How Cost Estimation Works

copilot-session-usage estimates session costs from VS Code debug logs. This page explains each step.


Where the logs live

VS Code stores one directory per workspace under workspaceStorage. Inside each workspace directory, the Copilot extension writes debug logs:

workspaceStorage/
└── <workspace-hash>/
    └── GitHub.copilot-chat/
        └── debug-logs/
            └── <session-uuid>/
                ├── *.jsonl      ← token events
                └── ...

Default locations by platform:

Platform

Path

macOS

~/Library/Application Support/Code/User/workspaceStorage/

Linux

~/.config/Code/User/workspaceStorage/

Windows

%APPDATA%\Code\User\workspaceStorage\

WSL2 (remote)

~/.vscode-server/data/User/workspaceStorage/

The tool also checks Code - Insiders variants automatically.

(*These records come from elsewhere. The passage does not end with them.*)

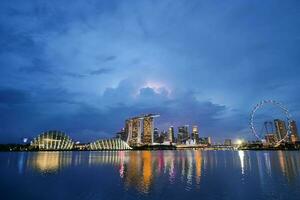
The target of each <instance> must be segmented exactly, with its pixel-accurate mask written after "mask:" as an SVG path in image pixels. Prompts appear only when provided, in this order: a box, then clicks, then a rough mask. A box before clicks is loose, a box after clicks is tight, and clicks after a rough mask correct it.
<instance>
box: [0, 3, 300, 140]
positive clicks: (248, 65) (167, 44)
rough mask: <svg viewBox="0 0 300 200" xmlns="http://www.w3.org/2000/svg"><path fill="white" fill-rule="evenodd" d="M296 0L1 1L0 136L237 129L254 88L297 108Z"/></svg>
mask: <svg viewBox="0 0 300 200" xmlns="http://www.w3.org/2000/svg"><path fill="white" fill-rule="evenodd" d="M299 7H300V5H299V2H298V1H288V2H283V1H271V0H270V1H269V0H267V1H263V2H262V1H243V2H237V1H226V2H219V1H190V0H189V1H174V0H172V1H139V0H137V1H132V2H131V3H130V4H128V2H126V1H96V0H90V1H88V2H86V1H76V0H75V1H72V3H71V4H70V3H69V1H64V0H63V1H51V2H48V1H34V0H31V1H26V2H25V1H1V3H0V45H1V48H0V74H1V79H0V88H1V89H0V90H1V91H0V112H1V113H0V118H1V122H3V123H1V125H0V139H1V141H7V142H10V141H18V139H19V138H20V137H23V136H26V135H27V136H33V135H36V134H37V133H39V132H41V131H43V130H47V129H62V130H65V131H66V132H68V133H70V134H71V135H72V137H74V138H78V139H80V140H83V141H89V140H91V139H92V138H98V137H108V136H112V134H113V133H114V132H115V131H117V130H118V129H120V128H122V127H123V126H124V120H125V119H126V118H128V117H130V116H134V115H139V114H142V113H147V112H151V113H159V114H161V117H160V118H158V120H157V121H156V123H157V126H158V127H159V128H160V129H166V128H167V127H168V126H169V125H174V126H179V125H182V124H198V125H199V127H200V135H201V134H202V135H211V136H213V137H215V138H219V139H224V138H226V137H232V138H237V137H246V135H248V134H249V130H248V118H249V112H250V111H251V108H252V107H253V106H254V105H255V104H256V103H257V102H258V101H260V100H262V99H276V100H278V101H282V102H283V103H284V104H287V107H288V108H290V110H291V112H292V114H293V116H294V118H295V119H296V120H299V119H300V106H299V98H300V97H299V94H298V91H299V85H300V82H299V72H300V71H299V67H298V66H299V64H300V60H299V56H298V54H299V50H300V49H299V48H300V45H299V44H300V38H299V35H300V28H299V27H300V16H299V12H298V11H299Z"/></svg>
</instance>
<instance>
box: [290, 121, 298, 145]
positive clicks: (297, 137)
mask: <svg viewBox="0 0 300 200" xmlns="http://www.w3.org/2000/svg"><path fill="white" fill-rule="evenodd" d="M290 125H291V142H292V143H295V142H296V141H298V129H297V125H296V121H294V120H293V121H291V122H290Z"/></svg>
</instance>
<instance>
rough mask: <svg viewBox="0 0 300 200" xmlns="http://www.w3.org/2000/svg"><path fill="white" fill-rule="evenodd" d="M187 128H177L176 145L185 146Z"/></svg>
mask: <svg viewBox="0 0 300 200" xmlns="http://www.w3.org/2000/svg"><path fill="white" fill-rule="evenodd" d="M189 138H190V137H189V126H188V125H185V126H179V127H178V143H180V144H185V143H186V141H187V140H188V139H189Z"/></svg>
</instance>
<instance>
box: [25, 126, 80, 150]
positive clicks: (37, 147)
mask: <svg viewBox="0 0 300 200" xmlns="http://www.w3.org/2000/svg"><path fill="white" fill-rule="evenodd" d="M30 145H31V147H32V148H34V149H38V150H71V149H72V148H73V145H74V142H73V141H72V140H71V138H70V137H69V136H67V135H66V134H65V133H64V132H62V131H56V130H51V131H46V132H43V133H41V134H40V135H38V136H37V137H36V138H34V139H33V140H32V141H31V143H30Z"/></svg>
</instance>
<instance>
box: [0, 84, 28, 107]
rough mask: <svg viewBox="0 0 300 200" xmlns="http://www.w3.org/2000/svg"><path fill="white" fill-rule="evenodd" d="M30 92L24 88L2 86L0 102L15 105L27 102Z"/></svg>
mask: <svg viewBox="0 0 300 200" xmlns="http://www.w3.org/2000/svg"><path fill="white" fill-rule="evenodd" d="M28 99H29V94H28V93H27V92H25V91H23V90H18V89H12V88H0V104H5V105H13V104H22V103H26V102H27V101H28Z"/></svg>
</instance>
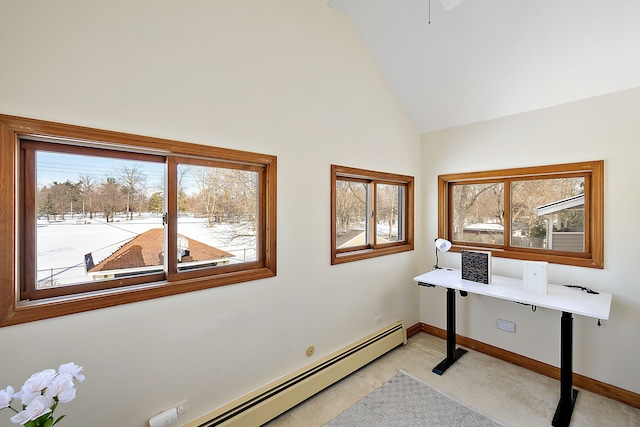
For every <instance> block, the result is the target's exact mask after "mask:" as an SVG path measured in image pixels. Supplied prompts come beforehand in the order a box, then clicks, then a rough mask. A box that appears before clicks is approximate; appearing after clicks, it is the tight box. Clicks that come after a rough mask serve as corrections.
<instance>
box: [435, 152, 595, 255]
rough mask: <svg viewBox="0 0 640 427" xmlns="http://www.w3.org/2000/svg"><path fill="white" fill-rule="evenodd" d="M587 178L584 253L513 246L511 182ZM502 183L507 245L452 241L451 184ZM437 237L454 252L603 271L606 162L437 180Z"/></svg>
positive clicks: (530, 167)
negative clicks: (510, 215) (605, 168)
mask: <svg viewBox="0 0 640 427" xmlns="http://www.w3.org/2000/svg"><path fill="white" fill-rule="evenodd" d="M576 174H578V175H581V176H585V204H584V209H585V230H584V232H585V251H584V252H563V251H554V250H548V249H534V248H523V247H517V246H511V245H510V239H509V236H510V232H511V231H510V227H511V224H510V214H509V212H510V209H511V203H510V196H509V193H510V191H509V184H510V182H511V181H515V180H523V179H548V178H561V177H568V176H575V175H576ZM484 182H503V183H504V186H505V191H504V194H505V200H504V203H505V204H504V206H505V208H504V211H505V220H504V223H505V227H504V244H502V245H485V244H473V243H470V242H457V241H455V240H452V239H451V238H452V236H453V234H452V230H451V227H452V220H451V218H450V215H451V212H452V207H451V197H450V191H451V187H452V185H451V184H472V183H473V184H476V183H484ZM438 237H441V238H444V239H447V240H451V243H452V247H451V249H450V250H451V251H453V252H460V251H461V250H464V249H469V250H488V251H491V253H492V255H494V256H496V257H502V258H511V259H521V260H528V261H546V262H549V263H553V264H564V265H574V266H579V267H589V268H604V161H603V160H596V161H587V162H577V163H565V164H559V165H548V166H534V167H524V168H513V169H501V170H494V171H481V172H469V173H457V174H446V175H439V176H438Z"/></svg>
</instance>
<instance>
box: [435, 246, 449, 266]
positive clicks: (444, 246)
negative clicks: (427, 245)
mask: <svg viewBox="0 0 640 427" xmlns="http://www.w3.org/2000/svg"><path fill="white" fill-rule="evenodd" d="M435 245H436V265H434V266H433V268H434V269H439V268H440V267H438V252H447V251H448V250H449V249H451V242H450V241H448V240H445V239H436V241H435Z"/></svg>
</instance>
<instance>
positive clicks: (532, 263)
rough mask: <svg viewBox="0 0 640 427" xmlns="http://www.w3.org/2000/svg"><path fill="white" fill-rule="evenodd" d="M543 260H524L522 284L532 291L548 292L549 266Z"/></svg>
mask: <svg viewBox="0 0 640 427" xmlns="http://www.w3.org/2000/svg"><path fill="white" fill-rule="evenodd" d="M548 265H549V263H548V262H543V261H523V269H522V270H523V271H522V286H523V288H524V289H526V290H528V291H532V292H540V293H543V294H546V293H547V267H548Z"/></svg>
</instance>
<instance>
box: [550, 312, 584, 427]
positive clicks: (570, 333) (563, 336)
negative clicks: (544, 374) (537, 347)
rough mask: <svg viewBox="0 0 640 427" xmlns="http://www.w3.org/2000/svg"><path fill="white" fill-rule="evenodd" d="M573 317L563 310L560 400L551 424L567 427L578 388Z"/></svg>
mask: <svg viewBox="0 0 640 427" xmlns="http://www.w3.org/2000/svg"><path fill="white" fill-rule="evenodd" d="M572 363H573V317H572V315H571V313H568V312H566V311H563V312H562V319H561V320H560V402H559V403H558V407H557V408H556V413H555V415H554V416H553V421H552V422H551V425H553V426H555V427H567V426H568V425H569V422H570V421H571V414H573V407H574V406H575V404H576V398H577V397H578V390H574V389H573V366H572Z"/></svg>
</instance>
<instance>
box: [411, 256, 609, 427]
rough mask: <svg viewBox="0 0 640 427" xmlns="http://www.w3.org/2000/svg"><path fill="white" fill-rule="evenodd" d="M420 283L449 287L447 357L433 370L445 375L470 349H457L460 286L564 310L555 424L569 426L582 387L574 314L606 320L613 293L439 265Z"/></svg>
mask: <svg viewBox="0 0 640 427" xmlns="http://www.w3.org/2000/svg"><path fill="white" fill-rule="evenodd" d="M413 280H414V281H416V282H418V285H421V286H428V287H435V286H439V287H443V288H446V289H447V357H446V358H445V359H444V360H443V361H442V362H440V363H439V364H438V365H437V366H436V367H435V368H433V372H434V373H436V374H438V375H442V374H443V373H444V372H445V371H446V370H447V368H449V367H450V366H451V365H453V364H454V363H455V361H456V360H458V359H459V358H460V357H462V356H463V355H464V354H465V353H466V352H467V351H466V350H464V349H461V348H458V349H456V348H455V347H456V305H455V298H456V290H458V291H460V292H461V293H463V295H466V293H473V294H478V295H485V296H489V297H493V298H499V299H504V300H508V301H514V302H518V303H521V304H527V305H532V306H536V307H544V308H548V309H551V310H558V311H561V312H562V317H561V318H560V402H558V407H557V408H556V412H555V414H554V417H553V421H552V423H551V424H552V425H553V426H556V427H566V426H568V425H569V422H570V421H571V415H572V414H573V407H574V406H575V401H576V398H577V396H578V390H574V389H573V314H578V315H581V316H587V317H593V318H596V319H603V320H606V319H608V318H609V311H610V308H611V294H610V293H606V292H600V293H599V294H589V293H586V292H582V291H580V290H576V289H572V288H568V287H566V286H560V285H551V284H550V285H548V287H547V293H546V294H545V293H541V292H533V291H529V290H526V289H524V287H523V283H522V280H521V279H514V278H511V277H503V276H496V275H493V276H492V277H491V283H490V284H488V285H486V284H484V283H478V282H473V281H469V280H464V279H462V273H461V271H460V270H454V269H449V268H448V269H437V270H433V271H430V272H428V273H425V274H422V275H420V276H417V277H415V278H414V279H413Z"/></svg>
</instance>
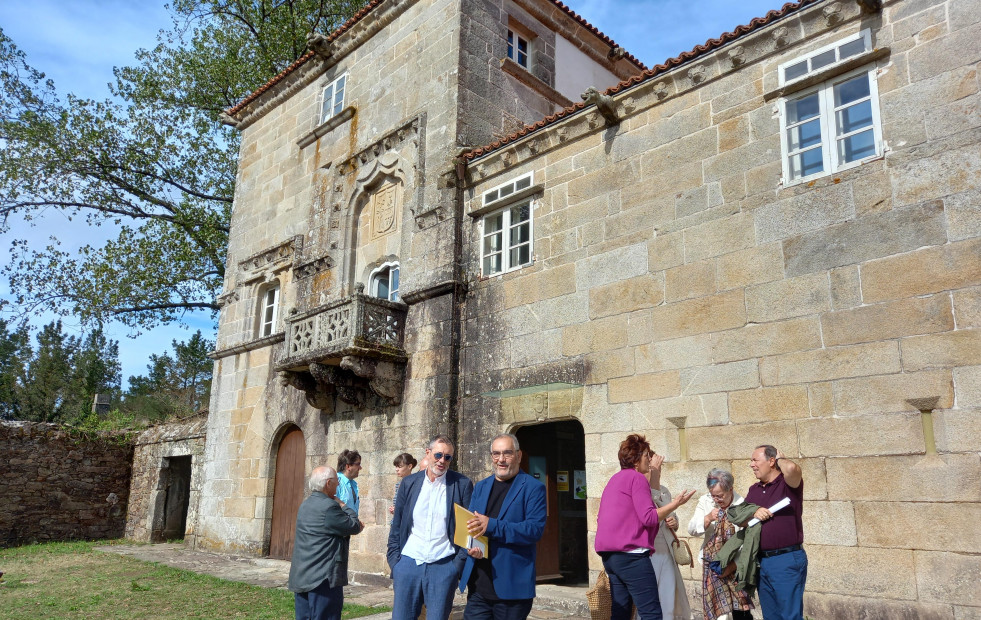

How sessions are discovered

The tool reads the session title from VS Code’s SQLite workspace database (state.vscdb). Sessions are sorted by the last-modified time of their debug-log directory, most recent first.

The list command reads only metadata (no JSONL parsing). The analyze, id, and batch commands parse the full JSONL files.


Parsing JSONL logs

Each .jsonl file contains one JSON object per line. The tool extracts token-count events emitted by the Copilot extension for each LLM call:

  • input_tokens — tokens sent to the model

  • output_tokens — tokens generated by the model

  • cached_tokens — input tokens served from the provider’s prompt cache

  • model — the model name as reported by the provider

A single session may call multiple models (e.g., Claude Sonnet for the main request and Claude Haiku for a subagent). Each model’s tokens are summed separately, then costs are computed per model and aggregated.


Cost calculation

The VS Code debug log reports inputTokens as the total prompt sent (cached + non-cached combined). cachedTokens is the subset served from the provider’s cache. The non-cached portion is inputTokens cachedTokens.

Each llm_request event also carries copilotUsageNanoAiu — VS Code’s own cost for that call in nano-AI Credits (nanoAIU). It is present for all Copilot-plan models (Claude, GPT, and others). It is absent for Azure-hosted models not billed via Copilot AIC — Kimi-K2.6-azure is one such model: it is billed through Azure separately and correctly reports $0 AIC.

When copilotUsageNanoAiu is present and non-zero, the tool uses it directly:

cost_usd = copilotUsageNanoAiu / 100_000_000_000   (1 nanoAIU = 1e-11 USD)

For models that do not report copilotUsageNanoAiu — Azure-hosted models billed outside the Copilot plan — the tool falls back to token-based computation (or $0 when the model has no Copilot pricing entry):

cost_usd = (
    (inputTokens - cachedTokens) × rate.input          # fresh tokens
  +  cachedTokens                × rate.cached_input   # cache-read tokens
  +  outputTokens                × rate.output
) / 1_000_000

plus the Anthropic cache-write approximation when applicable.

Verified on a real session: copilotUsageNanoAiu-based cost matches the VS Code AIC panel at 0.000% error for Claude models.


Subagent attribution

runSubagent calls appear in the JSONL as a distinct event type. The tool tracks them separately so --detail full can show which fraction of tokens was consumed by subagents vs. the main conversation.


Accuracy

For Copilot-plan models (Claude, GPT, etc.), the tool reads copilotUsageNanoAiu — VS Code’s own per-call cost field — directly from the JSONL, so the session total matches the VS Code AIC panel at 0% error.

For Azure-hosted models billed outside the Copilot plan (Kimi-K2.6-azure is the current example), copilotUsageNanoAiu is absent. The tool falls back to token-based pricing using rates in custom-models-pricing.yml. These models are billed through Azure separately; setting their prices to $0.00 in custom-models-pricing.yml correctly reflects that they do not consume AIC.

Why the LLM-call count differs by 1 from the panel

The VS Code Agent Debug panel excludes the title-*.jsonl file (background title-generation calls). copilot-session-usage counts them because they consume real tokens. A session with one title-generation call will show one more LLM call and the corresponding (small) token counts compared to the panel.

Why token counts can differ between tool and panel

Token counts in the tool include title-*.jsonl; the VS Code panel does not. For session 438d24a8, the delta is exactly one Kimi call: +441 input, +1,245 output.

Pricing table updates

The bundled pricing table (data/models-and-pricing.yml) is updated with each release. Run just refresh-pricing to pull the latest rates. Stale rates only affect the token-based fallback path; copilotUsageNanoAiu-based costs are unaffected by the table.